It’s 11:04 am. I’ve been up since just before nine, a little more than two hours. One cup of coffee, read headlines, and dealt online with a data breach of a previous employer that may or may not affect me.
Although I really want to shower right now, the chronic fatigue that has been a major player in my constellation of symptoms currently is heavy on me physically like a weighted blanket. It lies across my chest, ribs and legs from the hips. Taking a shower is challenging when I feel this way. The last time I got in despite still being drained, following hot tub and rest, I couldn’t stand through my regular routine, and not for the first time. Ended up lying on the floor, half in the shower and half on the bath mat, repeating, “Fuck, fuck, fuck.” Laid there until I could get up and flop on the bed. That was it for the day.

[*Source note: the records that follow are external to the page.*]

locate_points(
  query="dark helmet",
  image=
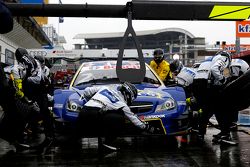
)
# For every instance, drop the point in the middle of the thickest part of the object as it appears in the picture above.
(129, 92)
(41, 59)
(226, 54)
(20, 52)
(29, 63)
(158, 55)
(176, 66)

The day, it’s so beautiful. I’m looking out my bedroom slider at the sun shining in a clear blue sky with birds singing. My heart says, “Take a shower! Get dressed! Let’s go clean out the succulent garden of debris from the trees, pine needles and such! Remember? Last night you said we might if the weather is good.”
With the blanket of fatigue layered over pain in my ribcage and neck, the weakness of leg muscles, the vertigo when I move, my brain and body respond together, “Are you serious? Do you remember how this goes? Yes, we have a bath stool to sit on now if we can’t make it, but we’re telling you now, we can’t make it! Maybe, just maybe, we’ll all be ready later.”
My heart knows we’re rarely ready later if it’s this way only two hours in.